Anyone kept these 2 kind of fish before? Any idea where I can get them? Currently, I have 3 lampeyes and 2 mosquito rasbora (supposed to have 3, but can't find the 3rd one anymore  :Sad:  ) in my 2 ft planted tank. Am hoping to get more so that i can get them to school....

----------


## Simon

lampeye should be easier to find in lfs but not mosquito rasbora

----------


## benny

I think Qian Hu had Mosquito Rasbora last month. Maybe there are some left.

Cheers,

----------


## Earth

Thanks Bros for the info!  :Razz:

----------


## pipsqueak

don't fishes school in 6 or more?

----------


## hwchoy

Earth, when you say Mosquito rasbora do you mean Boraras maculata (reddish body with 2-3 spots on the body) or exclaimation point rasbora (stripe and dot like exclaimation point on the body).

Also when you say lampeye, is it the real lampeye (which related to killifish) or the blue-eyed rasbora (silver body with a black dorsal fin, green-blue shine in eye)?

the real lampeye is easy to find (saw a lot in Pet Safari) but the blue-eyed rasbora is not so common.

You can check this site for pics

----------


## Earth

pipsqueak, I am not sure how many lampeyes and mosquito rasbora i have to keep to make them school. I will probably buy 5-6 more of each specie. Currently i only have 3 lampeyes n 2 mosq rasbora. That is why i am trying to get more for them to school and also to make the tank more interesting to look at.  :Smile:  

hwchoy, the mosquito rasbora i am referring to is &amp;quot;Boraras brigittae&amp;quot;.
can see it from this link http://www.aquajapan.com/encyc/carp/...a-index_e.html and choose &amp;quot;Boraras brigittae&amp;quot;.

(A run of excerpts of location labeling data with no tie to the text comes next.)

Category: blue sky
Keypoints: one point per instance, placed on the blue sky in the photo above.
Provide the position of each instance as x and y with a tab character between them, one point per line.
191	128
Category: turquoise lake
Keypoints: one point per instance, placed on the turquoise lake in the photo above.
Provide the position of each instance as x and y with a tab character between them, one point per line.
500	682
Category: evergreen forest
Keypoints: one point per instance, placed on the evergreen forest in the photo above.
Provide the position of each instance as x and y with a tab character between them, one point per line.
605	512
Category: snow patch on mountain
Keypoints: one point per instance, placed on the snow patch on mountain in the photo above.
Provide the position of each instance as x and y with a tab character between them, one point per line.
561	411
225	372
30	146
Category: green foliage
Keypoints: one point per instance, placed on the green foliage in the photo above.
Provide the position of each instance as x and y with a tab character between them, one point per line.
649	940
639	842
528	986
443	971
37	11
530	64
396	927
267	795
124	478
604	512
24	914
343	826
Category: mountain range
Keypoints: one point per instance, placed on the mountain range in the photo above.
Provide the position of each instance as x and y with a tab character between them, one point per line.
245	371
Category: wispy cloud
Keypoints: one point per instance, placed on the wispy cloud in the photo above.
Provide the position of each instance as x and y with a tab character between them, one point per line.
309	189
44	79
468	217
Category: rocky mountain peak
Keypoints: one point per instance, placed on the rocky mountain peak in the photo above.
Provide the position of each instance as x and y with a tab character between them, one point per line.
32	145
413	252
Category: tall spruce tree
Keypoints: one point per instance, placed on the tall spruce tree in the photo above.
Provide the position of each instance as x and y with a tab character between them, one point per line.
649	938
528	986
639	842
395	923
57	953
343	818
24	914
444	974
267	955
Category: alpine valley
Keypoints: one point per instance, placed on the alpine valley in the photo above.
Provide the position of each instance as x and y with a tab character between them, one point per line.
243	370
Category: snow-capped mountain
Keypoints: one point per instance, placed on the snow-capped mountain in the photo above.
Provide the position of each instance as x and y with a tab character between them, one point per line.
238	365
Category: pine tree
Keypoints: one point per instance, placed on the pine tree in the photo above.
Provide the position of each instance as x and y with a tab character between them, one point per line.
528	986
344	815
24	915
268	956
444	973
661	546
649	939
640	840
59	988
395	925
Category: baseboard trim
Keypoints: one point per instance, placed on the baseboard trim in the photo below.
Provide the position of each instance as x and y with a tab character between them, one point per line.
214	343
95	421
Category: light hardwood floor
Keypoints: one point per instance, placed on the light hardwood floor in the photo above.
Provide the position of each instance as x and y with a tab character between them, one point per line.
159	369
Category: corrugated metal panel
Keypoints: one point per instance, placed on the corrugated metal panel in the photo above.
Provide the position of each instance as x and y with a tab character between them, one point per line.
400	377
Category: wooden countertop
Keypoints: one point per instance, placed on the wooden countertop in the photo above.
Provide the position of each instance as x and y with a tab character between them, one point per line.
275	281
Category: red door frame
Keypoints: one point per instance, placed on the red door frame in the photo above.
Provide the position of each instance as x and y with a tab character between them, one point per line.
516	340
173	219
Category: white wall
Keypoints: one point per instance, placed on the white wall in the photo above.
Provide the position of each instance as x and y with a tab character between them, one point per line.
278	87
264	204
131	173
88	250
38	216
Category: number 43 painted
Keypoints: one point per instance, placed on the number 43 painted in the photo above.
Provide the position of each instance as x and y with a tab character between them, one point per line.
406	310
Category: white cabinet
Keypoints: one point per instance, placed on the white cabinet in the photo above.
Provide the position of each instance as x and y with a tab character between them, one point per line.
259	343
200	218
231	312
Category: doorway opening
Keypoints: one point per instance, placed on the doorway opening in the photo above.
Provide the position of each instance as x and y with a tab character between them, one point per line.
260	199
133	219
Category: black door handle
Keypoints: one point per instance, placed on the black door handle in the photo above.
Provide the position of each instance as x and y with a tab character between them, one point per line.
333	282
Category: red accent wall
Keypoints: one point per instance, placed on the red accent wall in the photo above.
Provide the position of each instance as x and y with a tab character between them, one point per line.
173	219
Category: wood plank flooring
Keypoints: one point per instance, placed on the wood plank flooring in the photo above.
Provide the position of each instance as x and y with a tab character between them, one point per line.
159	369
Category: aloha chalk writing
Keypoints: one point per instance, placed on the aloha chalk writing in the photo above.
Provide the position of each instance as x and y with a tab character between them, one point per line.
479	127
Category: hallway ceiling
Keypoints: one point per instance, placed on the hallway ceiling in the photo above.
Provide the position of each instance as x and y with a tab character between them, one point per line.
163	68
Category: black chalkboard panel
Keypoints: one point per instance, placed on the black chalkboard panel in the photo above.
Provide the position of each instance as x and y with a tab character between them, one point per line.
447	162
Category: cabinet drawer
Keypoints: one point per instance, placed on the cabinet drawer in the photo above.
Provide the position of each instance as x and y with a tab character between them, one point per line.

The lampeye I am referring to is the real one. So far, I haven't seen it in any LFS in the western part of Singapore. My current lampeyes were bought from Changi, very far from where I stay.

----------


## hwchoy

haven't seen the brigittae for some time. one good place may be Choong Sua at Bk Timah Plaza.

Lampeye is not particularly rare, I think Ben TB also have them regularly.

For such small fishes, probably a school of at least 10?

----------


## kenny

my old mosquito rasboras school together even when there were inly 2 of them..
really nice....
now i have about 10 of them, from C328 . not sure now still have anot,
good luck, if find them must inform hor ~  :Razz:

----------


## Earth

Currently, I only have 2 mosquito rasboras. They do swim together.. but too little.. not nice.  :Smile: 

Tomorrow I will be going to Qian Hu. Hope they still have it. Will let you know the outcome of my venture... hehe

----------


## Earth

Just came back from Qian Hu. Sorry to say that there is no mosquito rasbora being sold there. However, they opened up another huge gallery to display and sell fishes. The store for selling equipments is also re-allocated. They have a wide range of products now. However, with all these changes, most of the fishes are selling at a much higher price than before. Equipments are also more expensive. Only good thing is that they have a lot of fishes which you can't find in a neighbourhood LFS....

----------


## NinjaFly

Hi Earth,

If you are looking for those lamp-eyes in the west, you can try visiting C328 (Clementi) or Soon Heng 88 Aquariam (Henderson). They do carry them very often as I always see them stocked in their tanks.

As for Mostiquoes Rasboras, try Ben in Tiong Bahru Market. I have bought from there before or you can try Gen-X at Clementi. But these fish aren't really common in normal LFS so you will have to try your luck as you may have to wait for their next batch when they are available.

Cheers!

----------


## cyberjoe

Anybody got picture of this &amp;quot;Mosquito Rasbora&amp;quot;

----------


## hwchoy

look under Boraras brigittae

----------